銀ブラ随想

 東京では素晴らしい秋晴れが続いている。昨日、ちょっと用事があって晴天の銀座を久々にぶらり歩いた。最後に日比谷方面に向かったのだけど、丸の内周辺が様変わりしていてびっくり。有名ブランドの高級ブティックがずらーっと並んでいて、まるでマンハッタンの5番街みたいになってんのね・・・・5番街は行ったこと無いけど。そんでもって真っ昼間から結構客が入ってるのよこれが。ふーん、超リッチ層って本当に出現しているんだね、と目からウロコな感じでした。不景気極まりない下町でどっぷり下層生活に浸かってる俺としてはね。
 その後は、まあ自分には関係ない世界だしね、なんて強がりで自分を納得させて。やっぱり都会の繁華街を歩くと気分が華やぐなあ、今日は来て良かったよ、なんて無理やり気分転換を図って。
 でもね。最近の俺はつい、こんなことを考えてしまうのよ。「こんな無理に無理を重ねたドンチャン騒ぎも、あと何年続くのかな」なんてね。そうすると、丸の内通りですれ違うウキウキと華やいだ顔の人たちを見ても、何だかみんなが急に哀れに見えて来ちゃったりする。みんな、のん気な消費生活がずっと続けられるものと信じ込んでいるんだろうなあ。みたいなね。
 これって、黒澤明の「天国と地獄」で山崎努が演じた犯人役と同じで、恵まれている人々に対しての嫉妬心と被害妄想が入り混じった歪んだ見方なのかもしれないけど。やばいやばい。

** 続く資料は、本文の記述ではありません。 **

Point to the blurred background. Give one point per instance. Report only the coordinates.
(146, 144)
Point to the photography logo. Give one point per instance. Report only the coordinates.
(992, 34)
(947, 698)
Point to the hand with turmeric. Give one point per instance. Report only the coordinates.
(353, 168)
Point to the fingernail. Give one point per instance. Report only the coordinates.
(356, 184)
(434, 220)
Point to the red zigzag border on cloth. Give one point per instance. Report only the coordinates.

 そういえば「天国と地獄」といえば、日本映画史に残る傑作サスペンス映画だけれども、戦後の高度成長期の最中に生まれた格差社会が背景になっている映画なのだ。いまの自民党がなぜ格差を容認しているのかというと、かつての日本にも格差は存在し、それを乗り越えて「一億総中流」になった経験があるから、あくまでも格差は「景気拡大の副産物」として捉えているからに違いないのね。でも、そこが、間違いなんだよね。

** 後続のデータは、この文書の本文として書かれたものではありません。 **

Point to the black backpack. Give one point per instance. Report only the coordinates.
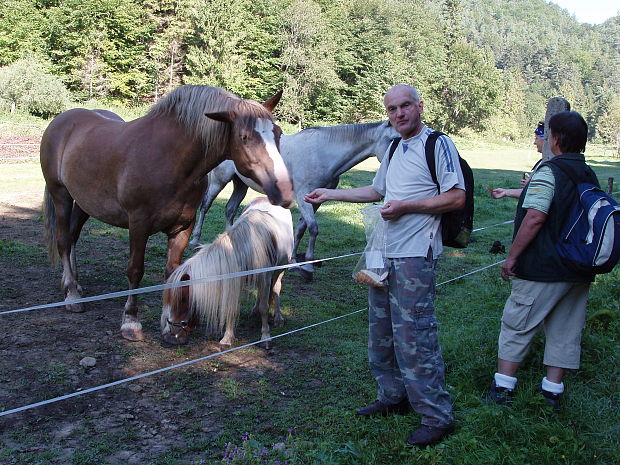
(457, 225)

 今のまま続いていっても誰もが将来に夢を見られるような世の中では、なくなっているんだもの。もうとっくの昔に。
 かつて、みんなが夢を見て突っ走ってきたがゆえの、見落としていた(無視していた)問題の数々が、負の遺産になって、今俺らを痛めつけてる。環境問題、エネルギー問題、少子化年金問題・・・・。

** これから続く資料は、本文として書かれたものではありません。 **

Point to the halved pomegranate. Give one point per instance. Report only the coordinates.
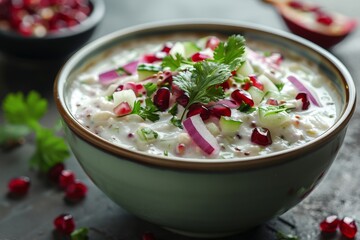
(311, 22)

 「できれば、せめて今の状態が長く続いてくれるだけでも、いい。続いて欲しい。でも、多分、もう限界かも。」
 そんな不安がきっとみんなにある。だから世の中、ちょっとヘンになっているんじゃないのかな。ああ、ブランドのバッグもコートも要らないから、明日への希望がほしい。そう思った。